29 March 2010

Thoughts on Metaweb business strategy

Metaweb hasn't announced its new strategy yet, but supposedly will soon, so I'm writing down my suggestions in advance, so we can compare and contrast when it appears. Just to be clear, this is not based on any insider knowledge of any kind and does not represent the views of Metaweb Technologies Inc.

The Metaweb (or Freebase) business strategy has always been a bit of an enigma. They said they were building "The World's Database" and would charge for something later, although it hasn't be clear what.

So what would I do? Here are some thoughts (on how to develop the strategy, rather than the strategy itself):
  • Hire (or promote) a Director of Product Management - Not because that's what I do, but because, while they've had good product management in individual areas like their custom app dev environment, they've been hugely stovepiped and don't appear to have an overall product strategy. The product strategy is clearly going to be driven by the executive team and board in a startup, but someone has to be in charge of focusing the discussion in a way that will produce a concrete and implementable strategy, implementing that strategy, and then revising it based on real world customer feedback.
  • Focus - They've done everything from their own database engine and query language (arguably a competitive differentiator), to their own bulletin board system (definitely not!) to a complete development environment with its own version control. A startup can't afford the same expansive vertical integration strategy that an IBM or HP pursues.
    Focus is key. They need to focus only on those things which are absolutely critical to success and survival. The generous initial funding ($57M to date with a $42M tranche two years ago), may have actually been a curse in this regard.
  • Holistic view - Metaweb appears to consider their various software components, their data integration efforts, the resulting data, their volunteer community, and their (potential) commercial customers as independent things which can be optimized separately when they're all inextricably linked, to one degree or another, to each other. It doesn't matter how pretty widgets are if, when I link to Boston from my family-oriented site, the default page shows it as the filming location for the porno flick Slave Workshop Boston.
  • Customer Engagement - The only place to tell whether you're winning, losing, or standing still is in the marketplace. More customer involvement is critical. Both to refine product & service requirements as well as to generate design wins that can be used for marketing.
  • Developer Ecosystem - A vibrant developer community is critical to success.
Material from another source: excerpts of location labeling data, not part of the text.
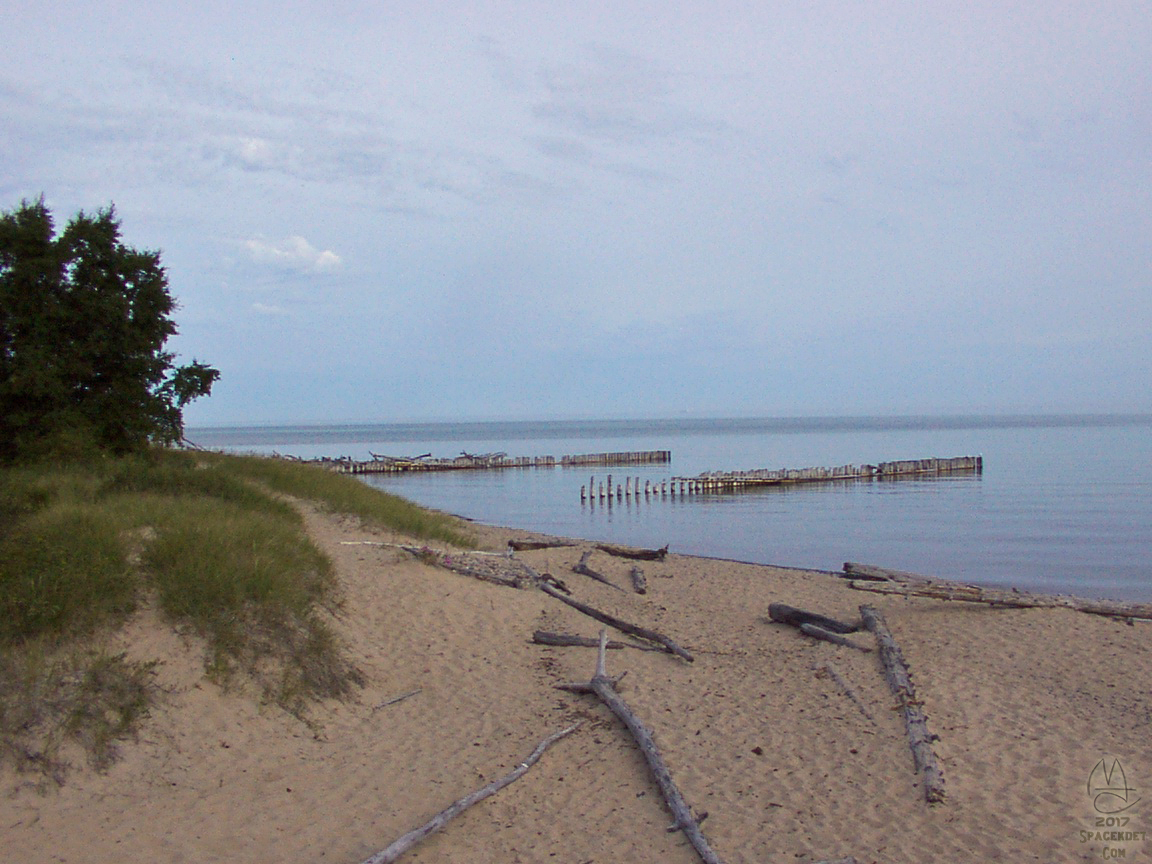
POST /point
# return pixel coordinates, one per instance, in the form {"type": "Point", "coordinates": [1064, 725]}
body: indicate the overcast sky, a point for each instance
{"type": "Point", "coordinates": [391, 211]}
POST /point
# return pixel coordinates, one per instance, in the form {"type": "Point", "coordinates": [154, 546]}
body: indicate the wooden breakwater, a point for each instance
{"type": "Point", "coordinates": [721, 482]}
{"type": "Point", "coordinates": [491, 461]}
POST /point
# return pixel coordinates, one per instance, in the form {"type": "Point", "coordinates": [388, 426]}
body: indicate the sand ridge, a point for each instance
{"type": "Point", "coordinates": [1025, 704]}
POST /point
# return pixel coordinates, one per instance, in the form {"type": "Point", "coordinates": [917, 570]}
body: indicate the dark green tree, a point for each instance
{"type": "Point", "coordinates": [83, 323]}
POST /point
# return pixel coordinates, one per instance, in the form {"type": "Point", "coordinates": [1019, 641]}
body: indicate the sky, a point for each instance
{"type": "Point", "coordinates": [414, 211]}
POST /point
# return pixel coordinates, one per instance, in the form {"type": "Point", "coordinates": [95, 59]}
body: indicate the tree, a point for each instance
{"type": "Point", "coordinates": [83, 323]}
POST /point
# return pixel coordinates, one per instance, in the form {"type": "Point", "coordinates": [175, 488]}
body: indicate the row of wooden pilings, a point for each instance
{"type": "Point", "coordinates": [631, 490]}
{"type": "Point", "coordinates": [388, 464]}
{"type": "Point", "coordinates": [735, 480]}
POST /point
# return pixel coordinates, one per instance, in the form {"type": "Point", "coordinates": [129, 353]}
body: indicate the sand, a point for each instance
{"type": "Point", "coordinates": [1025, 705]}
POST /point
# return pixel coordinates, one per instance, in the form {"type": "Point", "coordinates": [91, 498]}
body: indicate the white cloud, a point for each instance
{"type": "Point", "coordinates": [271, 311]}
{"type": "Point", "coordinates": [293, 252]}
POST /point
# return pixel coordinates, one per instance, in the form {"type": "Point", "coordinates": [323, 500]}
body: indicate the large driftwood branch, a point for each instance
{"type": "Point", "coordinates": [1008, 598]}
{"type": "Point", "coordinates": [486, 567]}
{"type": "Point", "coordinates": [785, 614]}
{"type": "Point", "coordinates": [870, 573]}
{"type": "Point", "coordinates": [633, 553]}
{"type": "Point", "coordinates": [895, 671]}
{"type": "Point", "coordinates": [605, 689]}
{"type": "Point", "coordinates": [440, 819]}
{"type": "Point", "coordinates": [562, 639]}
{"type": "Point", "coordinates": [583, 569]}
{"type": "Point", "coordinates": [619, 623]}
{"type": "Point", "coordinates": [530, 545]}
{"type": "Point", "coordinates": [819, 633]}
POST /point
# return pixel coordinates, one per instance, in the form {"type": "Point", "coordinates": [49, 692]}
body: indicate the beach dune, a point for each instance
{"type": "Point", "coordinates": [758, 732]}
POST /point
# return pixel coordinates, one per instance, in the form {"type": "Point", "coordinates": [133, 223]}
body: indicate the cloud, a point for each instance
{"type": "Point", "coordinates": [293, 252]}
{"type": "Point", "coordinates": [267, 311]}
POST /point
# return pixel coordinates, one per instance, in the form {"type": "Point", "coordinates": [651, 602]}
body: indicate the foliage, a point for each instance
{"type": "Point", "coordinates": [342, 493]}
{"type": "Point", "coordinates": [83, 323]}
{"type": "Point", "coordinates": [211, 542]}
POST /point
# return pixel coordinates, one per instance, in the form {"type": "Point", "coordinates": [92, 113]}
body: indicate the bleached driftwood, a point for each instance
{"type": "Point", "coordinates": [401, 846]}
{"type": "Point", "coordinates": [561, 639]}
{"type": "Point", "coordinates": [530, 545]}
{"type": "Point", "coordinates": [832, 672]}
{"type": "Point", "coordinates": [394, 699]}
{"type": "Point", "coordinates": [604, 688]}
{"type": "Point", "coordinates": [604, 618]}
{"type": "Point", "coordinates": [895, 671]}
{"type": "Point", "coordinates": [785, 614]}
{"type": "Point", "coordinates": [634, 553]}
{"type": "Point", "coordinates": [871, 573]}
{"type": "Point", "coordinates": [583, 569]}
{"type": "Point", "coordinates": [486, 567]}
{"type": "Point", "coordinates": [1006, 598]}
{"type": "Point", "coordinates": [819, 633]}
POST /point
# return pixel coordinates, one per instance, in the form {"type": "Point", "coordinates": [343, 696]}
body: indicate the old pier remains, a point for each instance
{"type": "Point", "coordinates": [727, 482]}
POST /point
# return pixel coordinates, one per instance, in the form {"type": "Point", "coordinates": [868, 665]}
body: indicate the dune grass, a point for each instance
{"type": "Point", "coordinates": [212, 543]}
{"type": "Point", "coordinates": [342, 493]}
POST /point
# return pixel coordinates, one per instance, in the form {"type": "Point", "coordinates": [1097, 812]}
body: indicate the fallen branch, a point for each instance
{"type": "Point", "coordinates": [561, 639]}
{"type": "Point", "coordinates": [878, 574]}
{"type": "Point", "coordinates": [831, 671]}
{"type": "Point", "coordinates": [1008, 598]}
{"type": "Point", "coordinates": [486, 567]}
{"type": "Point", "coordinates": [895, 671]}
{"type": "Point", "coordinates": [440, 819]}
{"type": "Point", "coordinates": [785, 614]}
{"type": "Point", "coordinates": [633, 553]}
{"type": "Point", "coordinates": [530, 545]}
{"type": "Point", "coordinates": [819, 633]}
{"type": "Point", "coordinates": [583, 569]}
{"type": "Point", "coordinates": [395, 699]}
{"type": "Point", "coordinates": [619, 623]}
{"type": "Point", "coordinates": [605, 689]}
Building this means not only providing the right libraries and tools, but recruiting the developers, training them, and making them successful. This doesn't mean huge corporate machinery is required, but it needs to be a dedicated, ongoing goal for someone. If you look at successful developer programs, non-code assets and processes are at least as critical as the raw developer tools. The business side can't be ignored either.
  • Evangelism - Most or all of the marketing staff was apparently let go in late 2008/early 2009 and marketing seems to have been an occasional, part time effort of people with other jobs since then. That doesn't work. Metaweb is, at its core, an engineering company and most engineers have a severe allergy to marketing, but, having done a lot of both marketing and engineering, I know each is critical. They have a technical product set with new concepts in an emerging market, so it's going to be a very technical sell, but it's still marketing. Someone needs to have it as their real job (and get measured on it).
    • Standards strategy - Metaweb has never said anything about what their standards strategy is or how they see their technologies relating to thos of the W3C. There's certainly a lot to dislike about some of the W3C choices, but an ugly standard is still a standard. Metaweb did implement RDF publishing support last year, but they need to say more about their long term strategy.
    • W3C/Semantic web community - Perhaps the W3C is just naturally opposed to any type of commercialism, but establishing a better relationship would be useful to both parties. Having someone of Tim Berners-Lee's visibility diss you at a venue as prominent as TED 2009, where he completely glossed over Freebase's role as one of the largest publishers of linked data, isn't good.
    • Open Source - The company has a number of open source projects, but doesn't talk much about its open source strategy. At the very least, it should claim credit for the things it does and have an easily accessible list of open source projects it contributes to.
  • Brand - They've finally realized just how misguided the choice of Freebase was (it's the only Google Alert where I need to add -c*caine to the search terms) and appear to be backing away from that brand name, as well as its associated garish orange livery and flag waving rhino logo. While there's a good case for using a single brand for both a startup and its products, I'm not sure Metaweb is the right brand since it has generic meanings and usages as well. I'd investigate establishing a new brand for the product family.
  • Human/machine synergy - I put this last, because it's not a short-term thing, but it represents huge potential for the future, in my opinion. It's an area that Metaweb is uniquely positioned to exploit, which makes it all the frustrating that they haven't made more progress on this front. The synergy between machine-based data reconciliation processes and crowd-sourced processes could create a virtuous feedback loop where machines do the drudge work and humans decide the edge cases, in the process providing training data to refine the classifiers and info extraction algorithms. They've only taken the smallest baby steps so far, but I believe this area has huge potential for those who learn to exploit this synergy effectively.

28 March 2010

Freebase Gridworks data curation and cleanup tool

I've been alpha testing the Freebase Gridworks tool from Metaweb, but haven't been able to talk about it until now. Since they just announced it, I guess it's no longer a secret.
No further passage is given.